Two sets are equal if they have the same elements. That is, if \(\forall \; x, x \in A \iff x \in B\), then \(A = B\). In particular, there is only one empty set \(\emptyset\).

A set \(B\) is a subset of \(A\), written “\(B \subseteq A\)” or “\(B \subset A\)”, if every element of \(B\) is an element of \(A\). \(B\) is said to be a proper subset of \(A\) if \(B \subseteq A\) and \(B \neq A\) (also write \(B \subsetneq A\)).

Note that \(A = B\) iff \(A \subseteq B\) and \(B \subseteq A\).

If \(A\) is a set and \(P\) is a property of (some) elements of \(A\), we can write \(\{x \in A : P(x)\}\) for the subset of \(A\) comprising of those elements for which \(P(x)\) holds, this is called subset selection. E.g. \(\{n \in \mathbb{N} : n \text{ is prime}\} = \{2, 3, 5, 7, 11, \dots\} \subseteq \mathbb{N}\).

If \(A\) and \(B\) are sets, then their union \(A \cup B\) is \[\begin{align*} A \cup B = \{x : x \in A \text{ or } x \in B\}. \end{align*}\]
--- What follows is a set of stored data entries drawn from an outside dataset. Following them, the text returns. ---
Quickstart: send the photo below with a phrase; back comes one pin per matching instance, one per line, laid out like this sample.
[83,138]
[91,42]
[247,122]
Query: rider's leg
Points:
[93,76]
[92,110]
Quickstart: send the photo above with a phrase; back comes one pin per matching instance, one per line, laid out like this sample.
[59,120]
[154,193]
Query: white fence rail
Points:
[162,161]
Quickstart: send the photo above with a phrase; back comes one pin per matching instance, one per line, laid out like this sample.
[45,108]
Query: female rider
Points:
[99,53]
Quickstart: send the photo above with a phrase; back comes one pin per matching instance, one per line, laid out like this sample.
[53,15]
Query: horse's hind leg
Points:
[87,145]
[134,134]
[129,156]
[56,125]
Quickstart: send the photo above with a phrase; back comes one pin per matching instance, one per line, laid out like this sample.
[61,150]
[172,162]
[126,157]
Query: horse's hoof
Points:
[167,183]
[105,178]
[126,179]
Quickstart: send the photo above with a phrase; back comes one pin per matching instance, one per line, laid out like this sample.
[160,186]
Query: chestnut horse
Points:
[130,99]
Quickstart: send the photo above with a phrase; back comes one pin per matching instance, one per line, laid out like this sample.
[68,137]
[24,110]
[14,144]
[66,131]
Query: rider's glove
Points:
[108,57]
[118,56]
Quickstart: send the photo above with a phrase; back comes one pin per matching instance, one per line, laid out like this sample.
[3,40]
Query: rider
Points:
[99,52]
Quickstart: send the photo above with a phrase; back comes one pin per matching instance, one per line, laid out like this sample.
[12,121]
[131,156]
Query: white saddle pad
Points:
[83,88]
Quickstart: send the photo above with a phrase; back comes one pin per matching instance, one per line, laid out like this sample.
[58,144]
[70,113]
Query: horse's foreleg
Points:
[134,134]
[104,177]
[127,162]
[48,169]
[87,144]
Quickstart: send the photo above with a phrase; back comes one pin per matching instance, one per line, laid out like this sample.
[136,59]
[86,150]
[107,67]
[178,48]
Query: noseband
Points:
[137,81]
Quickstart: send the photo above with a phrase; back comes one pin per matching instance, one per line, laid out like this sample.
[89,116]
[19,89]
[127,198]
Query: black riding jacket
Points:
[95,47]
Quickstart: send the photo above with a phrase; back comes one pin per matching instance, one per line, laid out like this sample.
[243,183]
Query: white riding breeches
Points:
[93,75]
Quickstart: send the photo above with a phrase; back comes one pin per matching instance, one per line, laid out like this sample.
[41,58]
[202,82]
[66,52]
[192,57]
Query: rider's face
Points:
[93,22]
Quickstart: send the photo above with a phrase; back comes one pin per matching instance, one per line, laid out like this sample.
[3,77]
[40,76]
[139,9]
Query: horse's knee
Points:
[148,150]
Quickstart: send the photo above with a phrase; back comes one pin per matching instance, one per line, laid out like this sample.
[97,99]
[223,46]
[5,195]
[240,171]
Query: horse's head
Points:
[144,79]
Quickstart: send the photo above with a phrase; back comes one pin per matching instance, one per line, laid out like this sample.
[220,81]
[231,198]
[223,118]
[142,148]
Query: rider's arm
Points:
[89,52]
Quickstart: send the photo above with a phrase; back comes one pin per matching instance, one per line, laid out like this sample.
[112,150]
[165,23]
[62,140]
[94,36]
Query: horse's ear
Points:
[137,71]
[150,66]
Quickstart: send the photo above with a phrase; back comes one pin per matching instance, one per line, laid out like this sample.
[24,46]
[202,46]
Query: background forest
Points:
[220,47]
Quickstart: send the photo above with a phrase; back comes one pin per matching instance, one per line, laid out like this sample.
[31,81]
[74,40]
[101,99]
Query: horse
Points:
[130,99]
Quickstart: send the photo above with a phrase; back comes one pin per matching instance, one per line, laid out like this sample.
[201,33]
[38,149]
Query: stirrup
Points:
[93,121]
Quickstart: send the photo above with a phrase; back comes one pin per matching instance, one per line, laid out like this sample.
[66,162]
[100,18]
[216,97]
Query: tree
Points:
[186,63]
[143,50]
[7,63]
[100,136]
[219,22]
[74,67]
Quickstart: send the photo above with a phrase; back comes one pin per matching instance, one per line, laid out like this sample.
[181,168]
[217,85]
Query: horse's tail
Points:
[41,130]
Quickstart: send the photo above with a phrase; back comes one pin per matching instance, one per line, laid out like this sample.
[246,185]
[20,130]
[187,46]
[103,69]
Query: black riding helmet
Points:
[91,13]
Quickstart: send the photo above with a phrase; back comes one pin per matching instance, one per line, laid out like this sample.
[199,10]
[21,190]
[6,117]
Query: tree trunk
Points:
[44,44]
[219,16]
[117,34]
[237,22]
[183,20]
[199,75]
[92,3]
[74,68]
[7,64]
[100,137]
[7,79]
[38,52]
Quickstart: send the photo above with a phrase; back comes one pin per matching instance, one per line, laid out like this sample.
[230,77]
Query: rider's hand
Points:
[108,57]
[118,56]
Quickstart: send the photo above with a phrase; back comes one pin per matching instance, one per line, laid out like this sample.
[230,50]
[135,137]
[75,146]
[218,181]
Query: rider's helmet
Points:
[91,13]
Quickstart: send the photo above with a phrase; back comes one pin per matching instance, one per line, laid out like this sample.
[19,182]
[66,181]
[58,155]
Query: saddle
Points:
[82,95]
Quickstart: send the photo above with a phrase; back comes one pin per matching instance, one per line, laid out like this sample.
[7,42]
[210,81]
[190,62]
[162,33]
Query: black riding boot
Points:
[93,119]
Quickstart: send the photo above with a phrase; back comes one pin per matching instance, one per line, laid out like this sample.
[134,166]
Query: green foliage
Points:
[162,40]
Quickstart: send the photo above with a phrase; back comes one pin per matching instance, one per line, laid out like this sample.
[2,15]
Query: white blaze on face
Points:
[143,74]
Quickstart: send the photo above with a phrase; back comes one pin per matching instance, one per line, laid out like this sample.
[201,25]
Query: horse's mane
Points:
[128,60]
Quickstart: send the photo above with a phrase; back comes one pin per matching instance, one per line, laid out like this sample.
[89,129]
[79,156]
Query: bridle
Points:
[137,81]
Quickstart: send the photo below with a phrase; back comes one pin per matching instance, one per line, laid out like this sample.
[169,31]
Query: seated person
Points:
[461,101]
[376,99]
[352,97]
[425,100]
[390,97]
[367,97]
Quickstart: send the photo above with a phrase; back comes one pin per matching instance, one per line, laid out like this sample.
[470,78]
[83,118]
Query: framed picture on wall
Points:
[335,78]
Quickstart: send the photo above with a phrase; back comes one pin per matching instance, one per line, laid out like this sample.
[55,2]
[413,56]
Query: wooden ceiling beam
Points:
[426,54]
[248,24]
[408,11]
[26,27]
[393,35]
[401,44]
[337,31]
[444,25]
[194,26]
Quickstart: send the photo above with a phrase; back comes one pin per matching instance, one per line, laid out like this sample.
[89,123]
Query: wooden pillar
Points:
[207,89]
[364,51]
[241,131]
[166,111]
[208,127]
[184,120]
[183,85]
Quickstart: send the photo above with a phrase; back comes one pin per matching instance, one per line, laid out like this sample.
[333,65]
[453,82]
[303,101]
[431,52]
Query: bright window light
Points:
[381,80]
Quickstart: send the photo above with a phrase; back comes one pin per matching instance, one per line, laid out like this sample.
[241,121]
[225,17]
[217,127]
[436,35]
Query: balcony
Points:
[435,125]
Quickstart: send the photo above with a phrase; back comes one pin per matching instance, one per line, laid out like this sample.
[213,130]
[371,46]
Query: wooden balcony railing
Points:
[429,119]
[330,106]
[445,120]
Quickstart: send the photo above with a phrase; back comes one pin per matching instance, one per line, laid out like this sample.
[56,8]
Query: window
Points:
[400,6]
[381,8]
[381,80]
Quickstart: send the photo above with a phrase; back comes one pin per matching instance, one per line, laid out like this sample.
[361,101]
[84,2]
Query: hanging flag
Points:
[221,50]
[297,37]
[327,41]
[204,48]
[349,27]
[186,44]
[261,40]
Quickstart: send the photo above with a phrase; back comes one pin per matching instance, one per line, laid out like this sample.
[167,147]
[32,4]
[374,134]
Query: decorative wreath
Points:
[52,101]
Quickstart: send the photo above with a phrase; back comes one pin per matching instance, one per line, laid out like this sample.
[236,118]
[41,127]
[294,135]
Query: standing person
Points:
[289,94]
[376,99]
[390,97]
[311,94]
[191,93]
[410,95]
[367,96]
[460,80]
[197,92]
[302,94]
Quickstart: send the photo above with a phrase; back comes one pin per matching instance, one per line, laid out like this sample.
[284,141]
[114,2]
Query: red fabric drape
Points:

Their intersection \(A \cap B\) is defined to be \[\begin{align*} A \cap B = \{x: x \in A \text{ and } x \in B\}. \end{align*}\]

We say \(A\) and \(B\) are disjoint if \(A \cap B = \emptyset\)¹⁵ Note that we can view intersection as a special case of subset selection: \(A \cap B = \{x \in A : x \in B\}\).

Similarly, we have the set difference \(A \setminus B = \{x \in A : x \notin B\}\).

Note that \(\cup\) and \(\cap\) are both commutative and associative. Also, \(\cup\) is distributive over \(\cap\), i.e. \[\begin{align*} A \cup (B \cap C) = (A \cup B) \cap (A \cup C), \end{align*}\] and \(\cap\) is distributive over \(\cup\), i.e. \[\begin{align*} A \cap (B \cup C) = (A \cap B) \cup (A \cap C). \end{align*}\]

Proof. To prove \(A \cap (B \cup C) = (A \cap B) \cup (A \cap C)\), show that LHS \(\subseteq\) RHS and RHS \(\subseteq\) LHS, so LHS \(=\) RHS.

If \(x \in A \cap (B \cup C)\), then \(x \in A\) and \(x \in B \cup C\), so \(x \in A\) and (\(x \in B\) or \(x \in C\)).
If \(x \in B\), then \(x \in A \cap B\), and if \(x \in C\), then \(x \in A \cap C\). Hence, in any case \(x \in (A \cap B) \cup (A \cap C)\).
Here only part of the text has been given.